A nice, Jeff Jarvis-like title that conjures up images of goose-stepping Nazis trampling on internet freedoms (or enforcing them – whatever). But this post isn’t about powers of the state, or freedom to publish, or anything like that. It’s about how databases are really only valuable when they’re complete – cover a universe totally - and are up-to-date. But it does start with Jeff and Germany.
Last month, Jeff took Germany to task for pushing Google to allow homeowners to opt-out of the company’s Street View photos of their homes.
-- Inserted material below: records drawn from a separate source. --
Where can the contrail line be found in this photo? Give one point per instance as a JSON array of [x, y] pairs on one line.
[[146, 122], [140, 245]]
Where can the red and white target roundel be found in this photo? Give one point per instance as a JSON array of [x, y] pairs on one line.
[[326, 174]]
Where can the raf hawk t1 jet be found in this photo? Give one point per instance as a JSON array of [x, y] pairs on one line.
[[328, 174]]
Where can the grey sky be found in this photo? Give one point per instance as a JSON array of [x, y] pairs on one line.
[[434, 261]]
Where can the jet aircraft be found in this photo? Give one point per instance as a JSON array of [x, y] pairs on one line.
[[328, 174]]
Those who don’t want photos of their buildings shown can ask for them to be pixelated, and Jeff’s not happy about it.
It is more offensive than I had imagined, a desecration of the public demanded and abetted by German politicians and media on a supposed privacy frenzy.
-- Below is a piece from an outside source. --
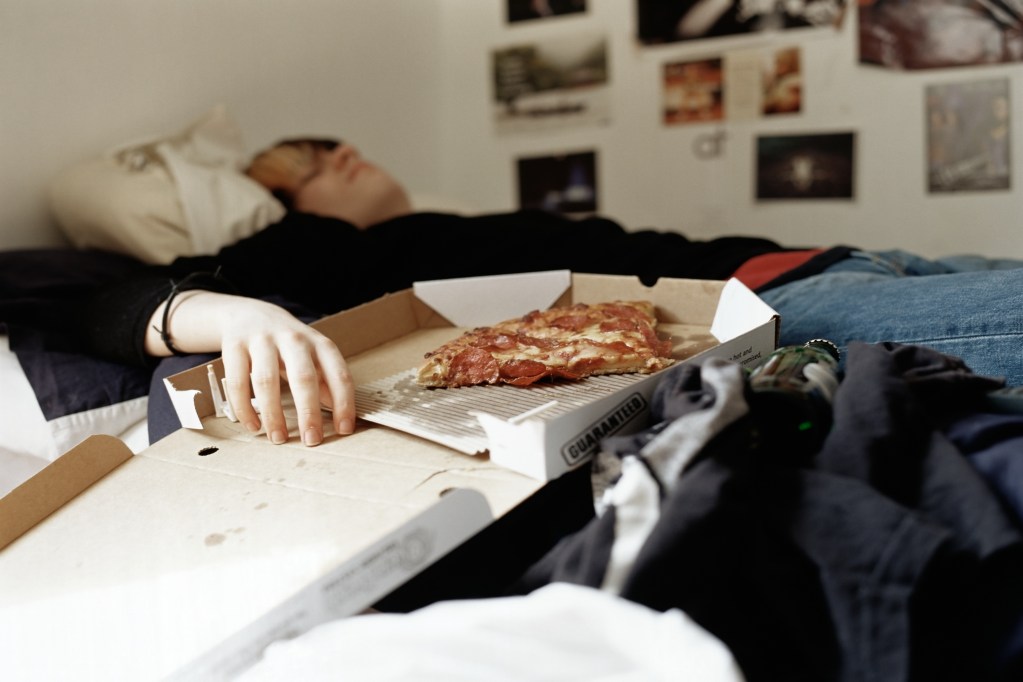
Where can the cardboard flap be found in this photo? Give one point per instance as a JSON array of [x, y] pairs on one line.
[[57, 484], [474, 302], [739, 309]]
His point is that you can see the building on the street, and you can even take a photo of it for your album, But it can’t be shown in Google Street View. Germany, he says, “has stolen from the public.”
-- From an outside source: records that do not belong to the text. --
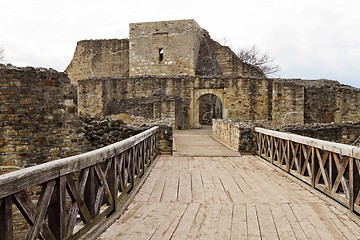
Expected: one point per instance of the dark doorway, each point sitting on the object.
(210, 107)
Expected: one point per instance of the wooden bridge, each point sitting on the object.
(294, 188)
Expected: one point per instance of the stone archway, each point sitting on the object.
(216, 94)
(210, 106)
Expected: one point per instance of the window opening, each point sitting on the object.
(161, 54)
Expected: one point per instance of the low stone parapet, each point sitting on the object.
(236, 135)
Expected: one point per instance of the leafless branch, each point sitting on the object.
(262, 61)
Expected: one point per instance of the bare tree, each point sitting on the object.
(262, 61)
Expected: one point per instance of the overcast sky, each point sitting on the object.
(310, 39)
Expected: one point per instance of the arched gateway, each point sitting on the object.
(207, 104)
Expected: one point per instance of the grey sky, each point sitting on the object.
(309, 39)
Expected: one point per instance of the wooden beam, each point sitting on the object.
(6, 219)
(343, 149)
(13, 182)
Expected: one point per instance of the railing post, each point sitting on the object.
(57, 208)
(351, 183)
(288, 156)
(6, 219)
(313, 167)
(112, 180)
(90, 192)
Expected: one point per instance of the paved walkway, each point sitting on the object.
(200, 194)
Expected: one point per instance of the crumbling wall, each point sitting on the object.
(99, 58)
(320, 98)
(237, 135)
(347, 104)
(38, 117)
(228, 61)
(287, 103)
(165, 48)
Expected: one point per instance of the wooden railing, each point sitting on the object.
(75, 193)
(330, 167)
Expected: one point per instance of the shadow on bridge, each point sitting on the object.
(206, 191)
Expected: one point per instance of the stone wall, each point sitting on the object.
(99, 58)
(239, 136)
(274, 102)
(38, 117)
(166, 48)
(287, 103)
(347, 104)
(175, 98)
(106, 130)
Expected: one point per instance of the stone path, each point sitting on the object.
(206, 191)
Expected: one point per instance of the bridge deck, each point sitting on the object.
(200, 194)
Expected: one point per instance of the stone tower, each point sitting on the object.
(162, 48)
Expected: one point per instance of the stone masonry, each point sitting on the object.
(170, 65)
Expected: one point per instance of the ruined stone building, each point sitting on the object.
(169, 70)
(173, 69)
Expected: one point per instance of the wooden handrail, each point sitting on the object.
(332, 168)
(343, 149)
(90, 185)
This is an issue of publicness. These are public visions now obscured. This is why I am writing a book about protecting the public, from assaults such as this. I can’t write it fast enough.
Needless to say, this got a lot of discussion going – a lot of it very intelligent and nuanced, about the difference between private and public ownership of information, about availability of information and ease of use and access, and the looming issues of public and private privacy.
A couple of days ago Ron Rosenbaum jumped into the fray with a scathing criticism of Jeff’s argument; while I don’t want to get into the middle of that catfight (and in any case, it looks like there’s a growing cottage industry in that business, including this earlier attack), he makes an interesting point about the principles behind a product like Street View.
In the case of Germany, a global corporation is—or was, before the opt-out was allowed—trying to monetize an individual’s privacy, a monetization that is worth more if the company can claim absolute total, or totalitarian completeness.
I’m not sure it’s all that sinister – but it’s certainly true that “completeness” adds a great deal of value to any database. In fact, I could make the case that it’s fairly basic to creating any real value: Google Maps wouldn’t be worth much if you couldn’t be sure the maps were reasonably complete. True, there are countries it doesn’t cover – but you know which ones, so those are universes that aren’t included in the “completeness” you expect. What you do expect is not to come across streets that Google omitted to include because of some random glitch.
And so it is for any newsroom database project – better to be smaller, and more complete, than larger and with unpredictable gaps in it. In other words, if you have one government department’s budget in detail, and with no omissions, it’s much better to build something based on that, than trying to reach for the entire government budget and not be sure what is and isn’t in it. At least if you’re trying to charge for it.
Similarly, databases are only good as long as the information in them is up-to-date. Otherwise, it’s functionally incomplete, with the equivalent of random gaps in it. Or like a Google Map that hasn’t been refreshed after major road works.
So this may seem self-evident, but it bears repeating. Especially since it’s hard work to maintain databases over time, and even more so after prize season is over. Unless newsrooms get drafted in to keep inputting information – even if it’s just a couple of minutes a day – it’s hard for any dedicated research or projects team to keep it going for any length of time.
True, you can build databases that just scrape or pull information from other, public sources. But there’s limited monetary value in that in the long run; you can’t build a competitive advantage off what someone else can do just as easily. I believe you need your own “secret sauce” to give products that edge, and usually that means some human involvement (although, presumably, it could also be some proprietary algorithm. )
Which is another way of saying – figuring out, in advance, how to keep a database going is probably as important as building it in the first place. And that means figuring out how to define the universe it covers so that the database is complete, and can stay that way.
Otherwise it may be a fine database or site to explore – and possibly even yield great stories – but it wouldn’t be something you want to depend on to navigate from one part of town to the other, and that’s critical if you want to charge people real money for it.